In its decision, the appeals court agreed with the lower court’s dismissal of the claims. However, the higher court also noted that SCGC did violate ERISA’s notice requirement, and found that the district court was in error when it dismissed that claim.
Furthermore, the appeals court disagreed with the Internal Revenue Service’s interpretation of the anti-backloading rule, specifically the calculation of frozen accrued benefits based that were based on the amended plan documents. According to a revenue ruling released in February, SCGC was in violation of IRS anti-backloading rules.
In fact, the judges said that the IRS’s “reasoning was unpersuasive,” and declined to “defer to the IRS’s interpretation. They noted that although the IRS applied a tax code provisions that paralleled ERISA’s anti-backloading rule, it was not prudent to apply the rules simply because both provisions addressed a situation which related to the use of two pension formulas and a “grandfather” clause.

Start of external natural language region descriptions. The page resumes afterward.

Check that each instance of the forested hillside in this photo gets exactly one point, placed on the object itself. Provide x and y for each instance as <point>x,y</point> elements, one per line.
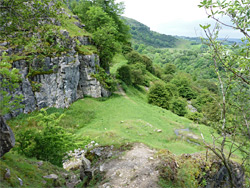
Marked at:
<point>93,99</point>
<point>143,35</point>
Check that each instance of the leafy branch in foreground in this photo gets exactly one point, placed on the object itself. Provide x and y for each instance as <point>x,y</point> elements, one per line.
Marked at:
<point>232,66</point>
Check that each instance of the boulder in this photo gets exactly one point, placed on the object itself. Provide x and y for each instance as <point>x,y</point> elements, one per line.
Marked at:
<point>85,170</point>
<point>7,138</point>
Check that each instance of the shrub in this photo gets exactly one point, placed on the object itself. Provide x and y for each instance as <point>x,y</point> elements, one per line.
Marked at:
<point>124,73</point>
<point>148,63</point>
<point>178,106</point>
<point>105,79</point>
<point>48,144</point>
<point>195,116</point>
<point>170,69</point>
<point>167,77</point>
<point>159,95</point>
<point>134,57</point>
<point>138,71</point>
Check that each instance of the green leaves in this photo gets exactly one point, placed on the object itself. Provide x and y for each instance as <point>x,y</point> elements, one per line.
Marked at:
<point>205,26</point>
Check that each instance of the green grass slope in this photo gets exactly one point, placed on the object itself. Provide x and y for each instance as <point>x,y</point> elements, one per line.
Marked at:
<point>29,171</point>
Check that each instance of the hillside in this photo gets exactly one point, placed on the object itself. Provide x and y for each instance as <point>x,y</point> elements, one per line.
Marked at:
<point>142,34</point>
<point>84,105</point>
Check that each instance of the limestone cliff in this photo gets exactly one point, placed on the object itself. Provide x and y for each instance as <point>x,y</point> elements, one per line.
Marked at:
<point>60,80</point>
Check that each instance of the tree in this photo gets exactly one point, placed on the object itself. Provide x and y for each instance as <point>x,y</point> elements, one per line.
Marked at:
<point>104,31</point>
<point>102,19</point>
<point>178,106</point>
<point>232,66</point>
<point>159,95</point>
<point>170,69</point>
<point>21,16</point>
<point>124,73</point>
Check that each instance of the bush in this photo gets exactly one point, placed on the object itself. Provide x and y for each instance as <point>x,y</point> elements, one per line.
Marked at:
<point>167,77</point>
<point>178,106</point>
<point>124,73</point>
<point>138,71</point>
<point>105,79</point>
<point>195,116</point>
<point>48,144</point>
<point>134,57</point>
<point>148,63</point>
<point>170,69</point>
<point>159,95</point>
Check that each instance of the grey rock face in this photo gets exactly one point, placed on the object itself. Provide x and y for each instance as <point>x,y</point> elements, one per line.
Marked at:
<point>7,139</point>
<point>70,80</point>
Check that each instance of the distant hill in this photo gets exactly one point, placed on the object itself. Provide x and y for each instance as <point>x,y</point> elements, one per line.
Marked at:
<point>143,35</point>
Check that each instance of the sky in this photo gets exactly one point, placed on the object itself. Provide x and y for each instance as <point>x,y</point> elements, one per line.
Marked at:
<point>173,17</point>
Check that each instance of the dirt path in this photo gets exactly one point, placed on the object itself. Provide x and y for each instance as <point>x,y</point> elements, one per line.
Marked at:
<point>136,169</point>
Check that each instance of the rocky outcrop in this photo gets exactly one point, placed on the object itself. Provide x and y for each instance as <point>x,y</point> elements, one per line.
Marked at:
<point>58,81</point>
<point>7,139</point>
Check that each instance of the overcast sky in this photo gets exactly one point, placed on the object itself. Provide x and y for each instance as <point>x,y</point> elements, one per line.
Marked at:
<point>172,17</point>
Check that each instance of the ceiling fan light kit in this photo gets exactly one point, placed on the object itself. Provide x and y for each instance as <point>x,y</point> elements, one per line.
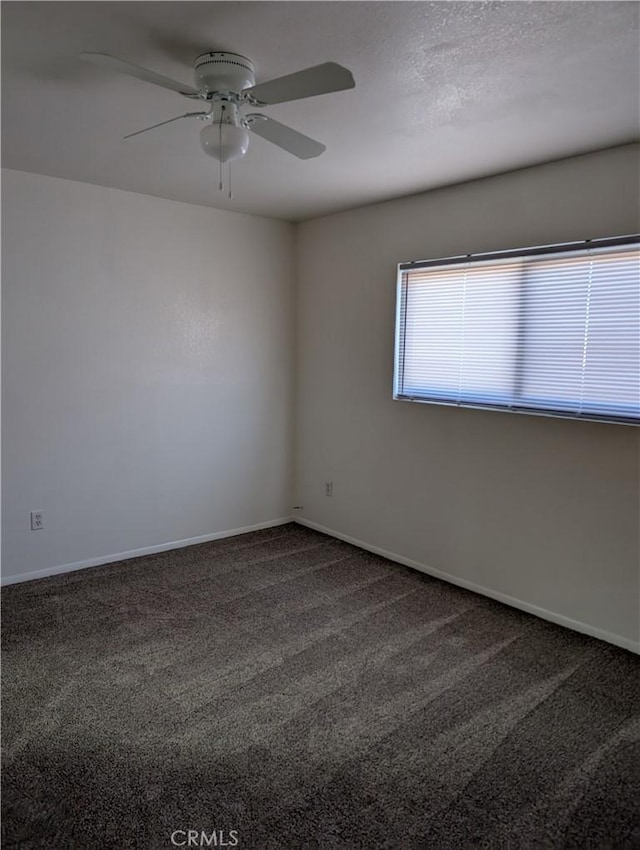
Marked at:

According to the court documents, the judges found that the IRS gave no compelling reason why the SCGC plan should be subject to the revenue rule in this case, other than to say that the situations are similar.
Corporate advocates applauded the court’s decision. The ERISA Industry Committee “has long argued that the IRS’s interpretation was inconsistent with the statue and called into question many long-established plan designs that benefit plan participants by providing a benefit that is the greater of two formulas. The Ninth Circuit wisely rejected the IRS’s interpretation as flawed,” commented Mark Ugoretz, ERIC president, in a statement.
According to court documents, the plan amendments worked like this: Prior to July 1, 1998, the SCGC plan required participants’ retirement benefits to be calculated according to a “pre-conversion formula.” That formula entitled participants to a single-life annuity, payable monthly, beginning at normal retirement age. On July 1, 1998, SCGC changed the plan, and as a result the benefits for non-union employees were calculated using a cash-balance formula.
Similar to the older formula, the payout is made in one single-life annuity beginning at the normal retirement age. Among other changes, the amended plan provided for a five-year grandfather provision that allowed eligible employees to continue accruing benefits under the older formula until June 30, 2003, at which time the participant’s accrued benefits under the old plan were frozen.
The amended plan stated that if the employee does not begin receiving a benefits payout on or before June 30, 2003, the amount of the accrued benefit is determined by a “wear-away provision.” Based on the wear-away provision, benefit at age 65 is a single-life annuity equal to the greater of the actuarial equivalent of the retirement account under the cash-balance formula, or the actuarial equivalent of the frozen accrued benefit under the older formula.
The plaintiffs, who were eligible to take advantage of the grandfather provision, continued to accrue benefits under the old formula until June 30, 2003. But under the wear-away provision, the plaintiffs’ estimated annuity payments based on the old formula (the frozen benefits) were greater than the estimated annuity payments based on the cash-balance formula. So the employees did not accrue additional benefits during the affected periods, which led them to cry foul, and charge the company with violating federal and state laws.